Frankly, I wouldn't even inflict it on you, if it weren't for the "boxes" at the end of the article, where they give some examples of how misleading statistics can be. For example:
One set of such studies, for instance, found that with the antidepressant Paxil, trials recorded more than twice the rate of suicidal incidents for participants given the drug compared with those given the placebo. For another antidepressant, Prozac, trials found fewer suicidal incidents with the drug than with the placebo. So it appeared that Paxil might be more dangerous than Prozac.
But actually, the rate of suicidal incidents was higher with Prozac than with Paxil. The apparent safety advantage of Prozac was due not to the behavior of kids on the drug, but to kids on placebo — in the Paxil trials, fewer kids on placebo reported incidents than those on placebo in the Prozac trials. So the original evidence for showing a possible danger signal from Paxil but not from Prozac was based on data from people in two placebo groups, none of whom received either drug.
Get that? If you compared the "statistical significance" of the two studies, you might come to exactly the opposite conclusion from what the evidence showed. One study just had more incidents from kids in the control group, those who didn't get the drug at all.
Or try this:
For a simplified example, consider the use of drug tests to detect cheaters in sports. Suppose the test for steroid use among baseball players is 95 percent accurate — that is, it correctly identifies actual steroid users 95 percent of the time, and misidentifies non-users as users 5 percent of the time.
Suppose an anonymous player tests positive. What is the probability that he really is using steroids? Since the test really is accurate 95 percent of the time, the naïve answer would be that probability of guilt is 95 percent. But a Bayesian knows that such a conclusion cannot be drawn from the test alone. You would need to know some additional facts not included in this evidence.
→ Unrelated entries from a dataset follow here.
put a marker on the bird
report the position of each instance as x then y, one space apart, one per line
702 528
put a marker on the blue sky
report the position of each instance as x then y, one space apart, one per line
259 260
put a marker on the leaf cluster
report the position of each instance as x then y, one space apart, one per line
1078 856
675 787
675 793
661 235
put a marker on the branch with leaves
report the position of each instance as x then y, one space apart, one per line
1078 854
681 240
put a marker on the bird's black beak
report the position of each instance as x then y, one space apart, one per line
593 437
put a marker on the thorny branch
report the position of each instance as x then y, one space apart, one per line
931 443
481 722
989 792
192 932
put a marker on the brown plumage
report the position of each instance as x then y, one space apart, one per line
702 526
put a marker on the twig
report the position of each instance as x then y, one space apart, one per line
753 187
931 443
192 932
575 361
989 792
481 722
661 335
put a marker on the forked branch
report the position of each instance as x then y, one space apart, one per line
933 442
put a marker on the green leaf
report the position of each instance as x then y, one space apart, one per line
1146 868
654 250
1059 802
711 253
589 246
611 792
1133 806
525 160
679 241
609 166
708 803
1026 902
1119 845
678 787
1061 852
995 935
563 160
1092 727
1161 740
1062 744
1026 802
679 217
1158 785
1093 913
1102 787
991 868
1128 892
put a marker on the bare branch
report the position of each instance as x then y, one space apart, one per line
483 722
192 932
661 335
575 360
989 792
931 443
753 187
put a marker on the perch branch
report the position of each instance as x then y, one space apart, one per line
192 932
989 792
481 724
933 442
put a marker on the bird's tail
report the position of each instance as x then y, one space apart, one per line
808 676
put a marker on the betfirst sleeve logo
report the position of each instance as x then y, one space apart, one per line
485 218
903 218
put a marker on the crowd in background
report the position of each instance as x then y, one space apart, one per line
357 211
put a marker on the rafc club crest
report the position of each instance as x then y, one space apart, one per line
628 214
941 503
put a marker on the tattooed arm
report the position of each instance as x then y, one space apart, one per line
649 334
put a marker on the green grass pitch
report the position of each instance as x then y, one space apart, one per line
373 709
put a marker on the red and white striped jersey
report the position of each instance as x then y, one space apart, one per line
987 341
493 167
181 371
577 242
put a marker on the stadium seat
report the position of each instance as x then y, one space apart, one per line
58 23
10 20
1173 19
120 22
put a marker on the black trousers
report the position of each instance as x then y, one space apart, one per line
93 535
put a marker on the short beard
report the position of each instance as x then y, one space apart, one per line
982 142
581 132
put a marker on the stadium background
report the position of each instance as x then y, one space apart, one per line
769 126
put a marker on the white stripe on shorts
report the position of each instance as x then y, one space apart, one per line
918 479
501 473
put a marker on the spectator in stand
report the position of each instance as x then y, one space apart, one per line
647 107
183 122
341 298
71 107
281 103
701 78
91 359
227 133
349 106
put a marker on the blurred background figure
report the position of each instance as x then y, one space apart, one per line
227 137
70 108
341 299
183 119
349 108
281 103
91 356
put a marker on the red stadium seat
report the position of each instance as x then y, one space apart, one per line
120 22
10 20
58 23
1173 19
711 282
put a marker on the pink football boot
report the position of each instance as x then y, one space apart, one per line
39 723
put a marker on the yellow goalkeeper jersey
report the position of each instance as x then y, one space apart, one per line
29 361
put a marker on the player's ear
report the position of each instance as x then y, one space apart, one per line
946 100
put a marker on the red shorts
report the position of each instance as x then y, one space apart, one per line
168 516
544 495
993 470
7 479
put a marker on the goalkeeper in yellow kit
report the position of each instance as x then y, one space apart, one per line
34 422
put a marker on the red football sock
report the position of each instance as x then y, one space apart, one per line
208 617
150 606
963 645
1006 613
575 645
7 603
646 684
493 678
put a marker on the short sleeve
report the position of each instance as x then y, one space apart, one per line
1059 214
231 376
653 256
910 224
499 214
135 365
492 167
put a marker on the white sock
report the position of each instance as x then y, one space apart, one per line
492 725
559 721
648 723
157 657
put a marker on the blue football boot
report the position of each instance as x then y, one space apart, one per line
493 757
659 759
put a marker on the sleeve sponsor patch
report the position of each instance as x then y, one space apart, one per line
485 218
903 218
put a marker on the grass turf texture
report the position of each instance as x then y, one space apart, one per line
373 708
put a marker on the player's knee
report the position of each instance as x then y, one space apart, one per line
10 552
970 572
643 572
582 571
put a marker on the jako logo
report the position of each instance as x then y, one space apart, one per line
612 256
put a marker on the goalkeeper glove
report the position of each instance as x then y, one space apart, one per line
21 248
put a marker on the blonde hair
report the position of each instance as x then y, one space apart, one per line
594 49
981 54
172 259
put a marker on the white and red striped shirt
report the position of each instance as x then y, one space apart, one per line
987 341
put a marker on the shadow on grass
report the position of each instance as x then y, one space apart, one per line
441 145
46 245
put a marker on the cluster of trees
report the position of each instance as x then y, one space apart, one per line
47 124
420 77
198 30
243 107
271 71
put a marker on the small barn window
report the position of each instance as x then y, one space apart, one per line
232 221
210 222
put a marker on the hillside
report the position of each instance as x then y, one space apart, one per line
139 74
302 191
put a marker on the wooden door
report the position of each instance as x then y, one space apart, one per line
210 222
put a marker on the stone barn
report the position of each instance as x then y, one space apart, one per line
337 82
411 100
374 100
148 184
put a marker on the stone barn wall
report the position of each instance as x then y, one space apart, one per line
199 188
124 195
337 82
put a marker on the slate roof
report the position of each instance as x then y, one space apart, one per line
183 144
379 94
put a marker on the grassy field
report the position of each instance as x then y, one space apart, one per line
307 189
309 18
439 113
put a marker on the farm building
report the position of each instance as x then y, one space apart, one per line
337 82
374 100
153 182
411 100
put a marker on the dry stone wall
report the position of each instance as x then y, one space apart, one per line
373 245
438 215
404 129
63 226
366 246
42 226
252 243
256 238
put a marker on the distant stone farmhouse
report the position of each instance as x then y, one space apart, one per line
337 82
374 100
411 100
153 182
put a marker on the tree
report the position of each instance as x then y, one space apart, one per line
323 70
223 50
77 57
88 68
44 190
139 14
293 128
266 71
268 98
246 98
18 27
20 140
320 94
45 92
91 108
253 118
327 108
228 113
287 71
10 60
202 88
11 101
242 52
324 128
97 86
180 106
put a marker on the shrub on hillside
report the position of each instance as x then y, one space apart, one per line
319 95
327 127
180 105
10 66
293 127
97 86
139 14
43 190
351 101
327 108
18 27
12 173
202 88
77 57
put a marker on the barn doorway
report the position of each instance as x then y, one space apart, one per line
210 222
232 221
In this case, you need to know how many baseball players use steroids to begin with — that would be what a Bayesian would call the prior probability.
Now suppose, based on previous testing, that experts have established that about 5 percent of professional baseball players use steroids. Now suppose you test 400 players. How many would test positive?
• Out of the 400 players, 20 are users (5 percent) and 380 are not users.
• Of the 20 users, 19 (95 percent) would be identified correctly as users.
• Of the 380 nonusers, 19 (5 percent) would incorrectly be indicated as users.
So if you tested 400 players, 38 would test positive. Of those, 19 would be guilty users and 19 would be innocent nonusers. So if any single player’s test is positive, the chances that he really is a user are 50 percent, since an equal number of users and nonusers test positive.
Wild, huh? So what does all this mean? If you want to read the whole article and explain it to me, in very simple language, feel free. But I'll tell you what it doesn't mean. It doesn't mean that we can't trust anything scientists say. It doesn't mean that we're not learning more all the time - in every field of study. It doesn't mean that our gut is just as good at determining the truth as scientific research. Not at all.
But I would take most studies that rely on "statistical significance" - and especially meta-analyses - with a grain of salt. I'd be cautious about concluding anything based on research that shows only a slight, statistical effect. (I'd be even more cautious about accepting the accuracy of research as reported in the popular press, since the media have needs - and problems - of their own.) And certainly, I'd want multiple independent studies backing up any preliminary findings.
None of this is easy, and it's particularly difficult when we're talking about human health. We can't do research on human beings without being very careful not to cause harm. I would never want to change that, but it does make determining the truth more difficult than it might otherwise be. Statistics is a tool, but it's a tool that can easily be misused - and even more easily be misinterpreted. Lying with statistics is easy, even if it isn't always deliberate.